Reds and Blues is next, a composition of The Botanist gin, violet, bunga telang tea, grapefruit and lemon juices and soda water, garnished with a grapefruit segment and peel. This would be my favourite of the night, fresh, sour and just the right shade of sharp. Its zest contrasts beautifully with the Old Lace, making it an ideal aperitif or follow-up drink.
It opens the way to an assortment of snacks from Barat. The Mango Spring Rolls (RM17.90) receive a lukewarm reception but the Golden Fried Cheese with Spiced Jam (RM21.90), served in little bite-sized balls, gets the thumbs up while the well-seasoned, gently crunchy petals of the Wild Mushrooms in Ranch Dressing (RM21.90) earn the dish a definite repeat in my book.

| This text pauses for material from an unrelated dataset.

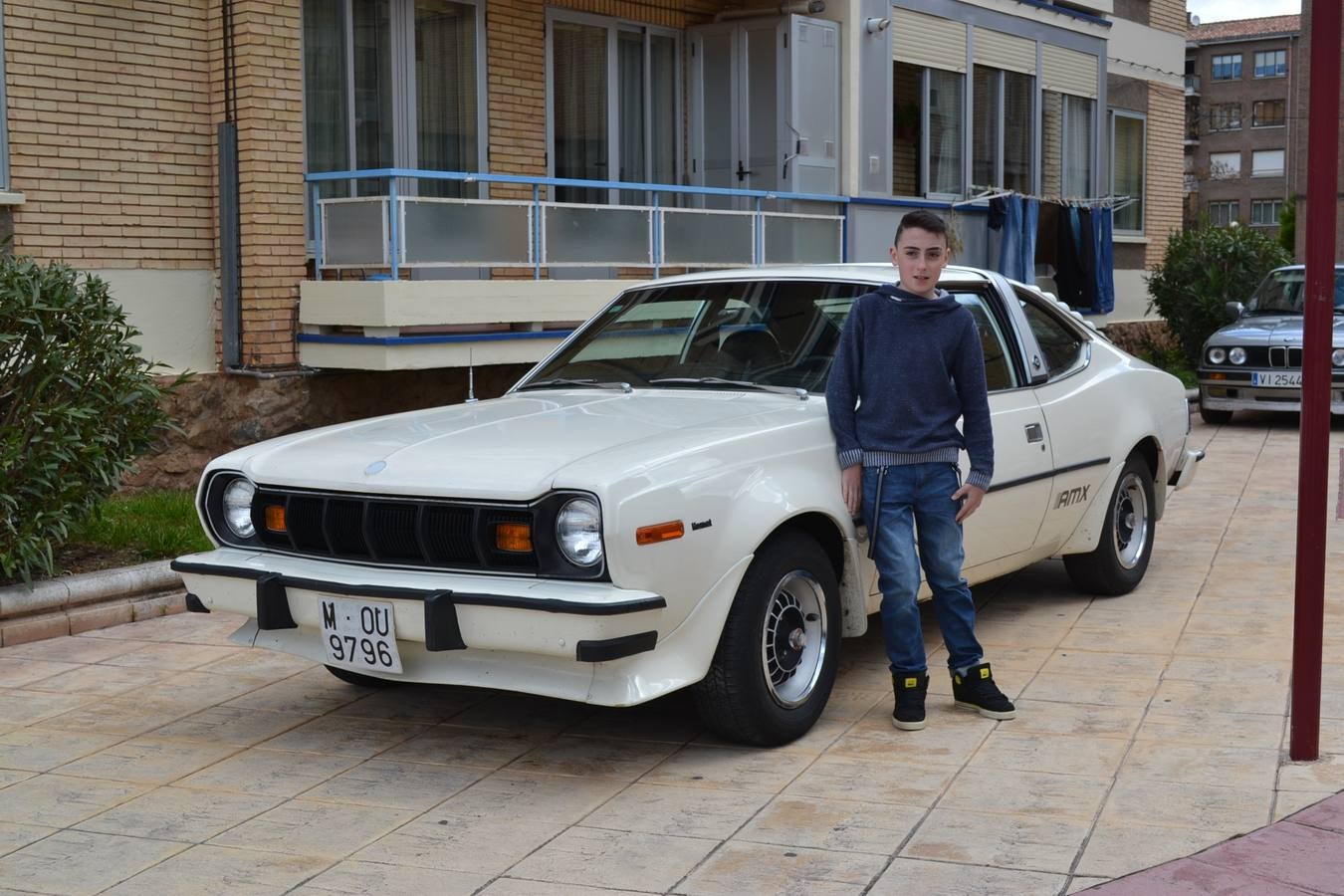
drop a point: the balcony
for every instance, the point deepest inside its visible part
(407, 281)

We try The Bitten Rose next, a shockingly pink potion of The Botanist gin, lemon and grapefruit juices, rose water and crushed cardamom. I am still keen to explore vermouth and Matthew offers to experiment with the inclusion of dry vermouth into The Bitten Rose, so named for the citrus flavours that accent the spice and rose water. The original interpretation is too sweet and the rose too heady for my liking, with a friend commenting it reminded him of spiked sirap bandung. My version with a splash of vermouth goes down better, the faintly herbaceous flavour rendering the drink somewhat more savoury.

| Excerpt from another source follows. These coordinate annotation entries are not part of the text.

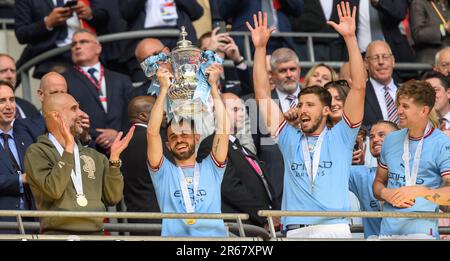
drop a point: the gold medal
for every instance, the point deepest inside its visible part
(311, 147)
(191, 221)
(81, 200)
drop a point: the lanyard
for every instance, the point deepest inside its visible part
(97, 85)
(312, 170)
(75, 175)
(411, 177)
(184, 190)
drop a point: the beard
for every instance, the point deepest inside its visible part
(186, 154)
(314, 126)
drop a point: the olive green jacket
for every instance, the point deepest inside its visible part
(48, 175)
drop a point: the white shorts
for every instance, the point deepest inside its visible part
(321, 231)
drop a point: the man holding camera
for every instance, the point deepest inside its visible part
(44, 25)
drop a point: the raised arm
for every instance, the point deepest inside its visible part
(273, 117)
(154, 142)
(220, 142)
(354, 104)
(381, 192)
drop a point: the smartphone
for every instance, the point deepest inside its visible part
(222, 25)
(356, 147)
(71, 3)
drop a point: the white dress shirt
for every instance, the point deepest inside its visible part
(447, 120)
(379, 91)
(73, 24)
(285, 104)
(97, 75)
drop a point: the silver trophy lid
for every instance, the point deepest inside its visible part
(183, 44)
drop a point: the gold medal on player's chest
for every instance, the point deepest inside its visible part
(311, 147)
(81, 200)
(191, 221)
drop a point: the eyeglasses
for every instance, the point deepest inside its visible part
(81, 42)
(336, 83)
(444, 64)
(375, 58)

The highlight that round was the Watermelon Daiquiri. At first sip, it paled in flavour to The Bitten Rose, but as my palate adjusted, I appreciated its mellow, fruity mix. In fact, all cocktails here are remarkably smooth and light in texture, ideal for the earlier hours of the afternoon or pre-dinner drinks.
Co-owned by Charles and Patrick Devan — the brothers behind Cellar Eighteen and Poseidon Caviar & Seafood Bar — and partners, The Flowerpecker dispenses with frills and enigma. There are no theatrics, presentation is honest and straightforward, and the space doesn’t pretend to be anything it’s not. The relaxed quiet of the bar in the early evening makes for pleasant lounging and I must sing high praises of its service.
Without sampling a tasting flight or two, I hesitate to take a stand on vermouth and have to admit to preferring the cocktails sans fortified wine, though that is of course subject to individual taste. One woman’s poison could well be someone else’s pick. I will, however, tip my hat to the originality of the idea and the versatility of vermouth, as conveyed in the menu and Matthew’s willingness to experiment. When it was good, it was truly good.
The Flowerpecker, 17 Lorong Kurau, Taman Bukit Pantai. 012 302 6284. Daily, 10.30am-3pm; 5pm-midnight. This article first appeared on Apr 9, 2018 in The Edge Malaysia.